Business - Written by Anthony D. Williams on Wednesday, January 16, 2008 13:33 - 1 Comment
A dissertation on mass collaboration
It’s the first I’ve heard of a dissertation being written on mass collaboration, although I suspect there are many more out there. I have yet to read it in full, although I did note that our friend Howard Rheingold is one of the examiners. The author, Mark Elliot, points out that while Don and I were the first to write about mass collaboration, our book wouldn’t make it through a PhD examination process due to it’s lack of analytical rigor (see below)! Fair enough, but that’s why we love it when others, especially academics, build on our work.
Wikinomics: How mass collaboration changes everything (Tapscott & Williams 2006) is the first published work to directly address mass collaboration, an often cited example of Web 2.0 and the guiding topic of this thesis.

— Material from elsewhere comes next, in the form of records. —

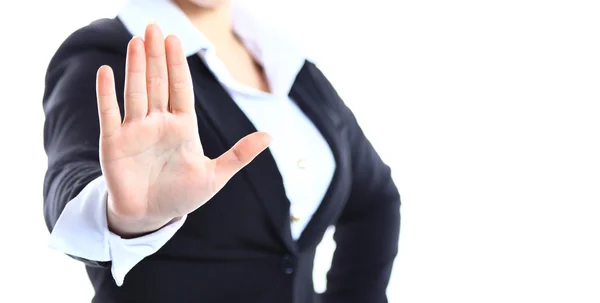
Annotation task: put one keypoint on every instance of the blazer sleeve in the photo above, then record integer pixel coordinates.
(71, 128)
(367, 231)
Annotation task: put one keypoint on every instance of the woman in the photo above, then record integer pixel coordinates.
(159, 181)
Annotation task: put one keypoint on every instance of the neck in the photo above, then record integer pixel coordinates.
(215, 23)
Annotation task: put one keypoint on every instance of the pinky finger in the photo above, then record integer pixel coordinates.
(108, 108)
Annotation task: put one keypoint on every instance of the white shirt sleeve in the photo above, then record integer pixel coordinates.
(82, 231)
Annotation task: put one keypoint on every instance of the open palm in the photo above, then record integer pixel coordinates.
(153, 162)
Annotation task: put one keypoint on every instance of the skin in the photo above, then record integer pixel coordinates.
(153, 162)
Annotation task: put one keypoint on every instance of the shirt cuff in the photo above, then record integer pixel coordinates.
(82, 231)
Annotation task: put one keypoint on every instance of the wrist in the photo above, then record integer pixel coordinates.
(132, 226)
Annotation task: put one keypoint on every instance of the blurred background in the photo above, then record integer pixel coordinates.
(494, 109)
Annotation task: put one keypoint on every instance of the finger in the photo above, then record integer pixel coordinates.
(136, 99)
(181, 92)
(108, 108)
(156, 69)
(242, 153)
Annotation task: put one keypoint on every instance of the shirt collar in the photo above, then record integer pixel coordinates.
(280, 57)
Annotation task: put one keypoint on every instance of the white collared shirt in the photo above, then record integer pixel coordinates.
(302, 155)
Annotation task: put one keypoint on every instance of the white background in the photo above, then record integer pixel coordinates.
(487, 111)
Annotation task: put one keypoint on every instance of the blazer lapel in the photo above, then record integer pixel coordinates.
(232, 125)
(312, 97)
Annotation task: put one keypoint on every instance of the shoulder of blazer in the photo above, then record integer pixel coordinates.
(108, 35)
(104, 37)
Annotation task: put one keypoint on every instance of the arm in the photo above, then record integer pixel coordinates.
(75, 193)
(367, 231)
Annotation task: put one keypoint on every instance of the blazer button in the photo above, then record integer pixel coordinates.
(288, 264)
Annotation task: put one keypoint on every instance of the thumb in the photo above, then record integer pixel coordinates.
(240, 155)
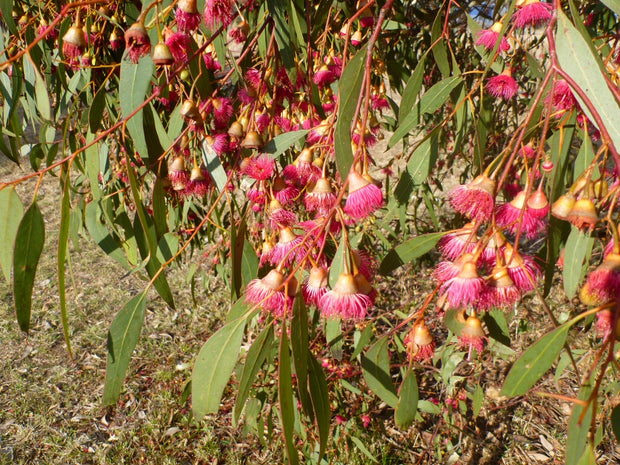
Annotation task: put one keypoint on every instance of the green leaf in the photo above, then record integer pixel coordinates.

While generally geared towards providing ‘examples of how people and organizations are harnessing these principles to drive innovation in their workplaces, communities, and industries’ (2006:20), Tapscott and Williams aim to identify new trends and methods of peer production labelling the majority of them as mass collaborative. Tapscott and Williams claim that mass collaboration is associated with ‘deep changes in the structure and modus operandi of the corporation and our economy, based on new competitive principles such as openness, peering, sharing, and acting globally’ (2006:4). They also suggest that the ‘new promise of collaboration is that with peer production we will harness human skill, ingenuity, and intelligence more efficiently and effectively than anything we have witnessed previously’ (2006:18).

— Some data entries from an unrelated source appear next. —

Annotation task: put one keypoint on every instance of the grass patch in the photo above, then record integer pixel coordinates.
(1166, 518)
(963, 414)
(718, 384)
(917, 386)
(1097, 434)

However, Tapscott and Williams fail to provide an adequate definition or criteria for discerning collaboration from other collective activities such as cooperation and coordination. This has the effect of lowering the term to that of a buzzword and stripping it of analytical value. In fact, in most cases where authors use the term ‘collaboration’, it could be exchanged with ‘cooperation’ to little semantic, effect leaving the discerning reader to wonder why collaboration was used at all. This is not to suggest that there is no difference between the terms, on the contrary, it is precisely the distinctions which forms a key conceptual foundation for this thesis. Rather, in the distinguishing of collaboration from cooperation and coordination, it becomes possible to discern important differences in a range of the collective activities discussed by Tapscott and Williams and others.

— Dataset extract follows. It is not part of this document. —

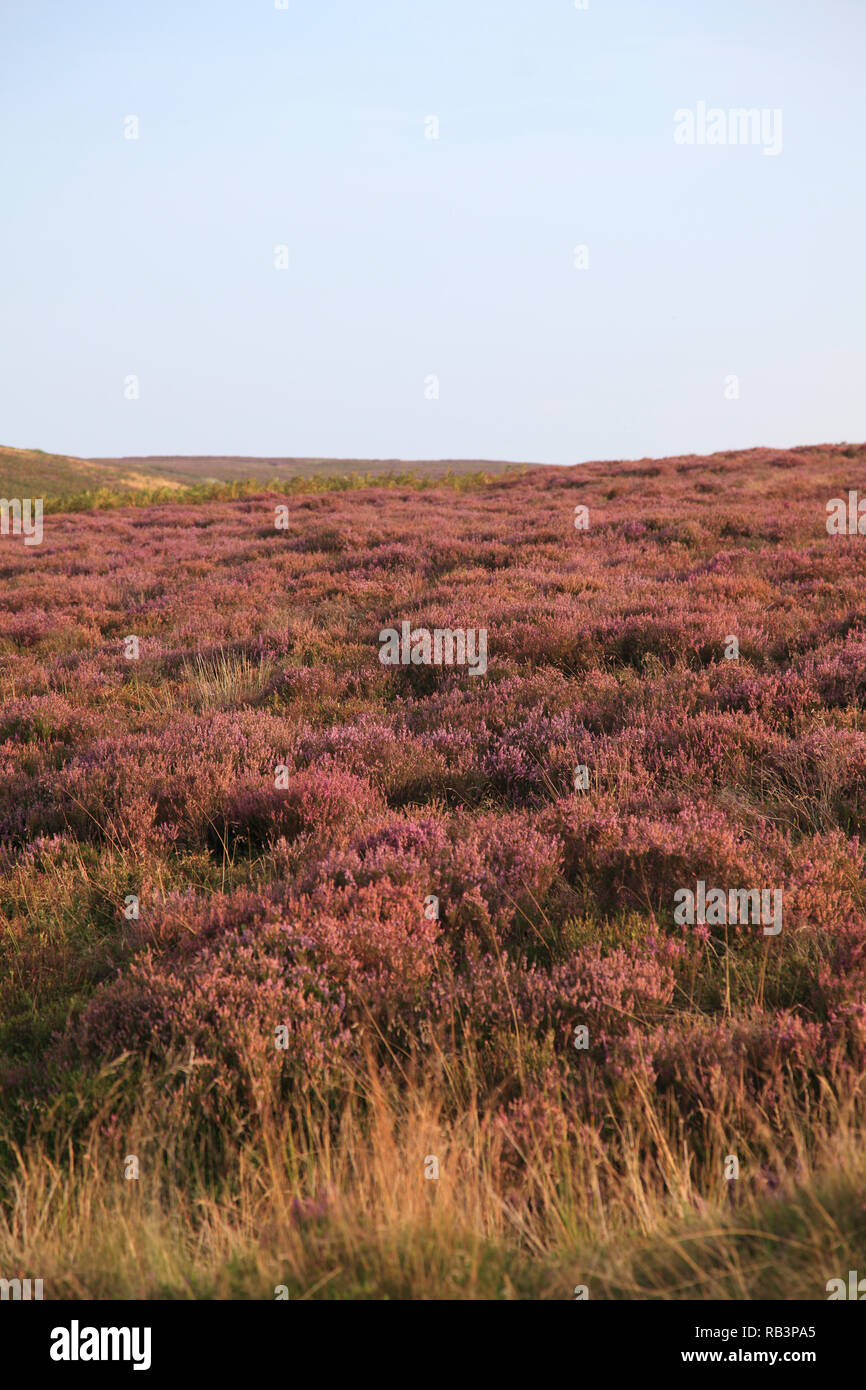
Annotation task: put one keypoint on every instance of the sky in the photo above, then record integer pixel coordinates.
(349, 230)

Overall, Tapscott and Williams’ analysis is typical of inquiries into novel Internet developments in that it deals with the activity in a manner and tone geared towards commercial application. While this is a valid aspect to investigate and one which certainly enhances our understanding of the phenomenon, it generally does not engage the subject deeply enough to provide rigorous conceptual frameworks into the underlying nature, architecture and dynamics of the activity. However, their work does provide valuable examples and anecdotal insights useful in the support and theorising of such frameworks.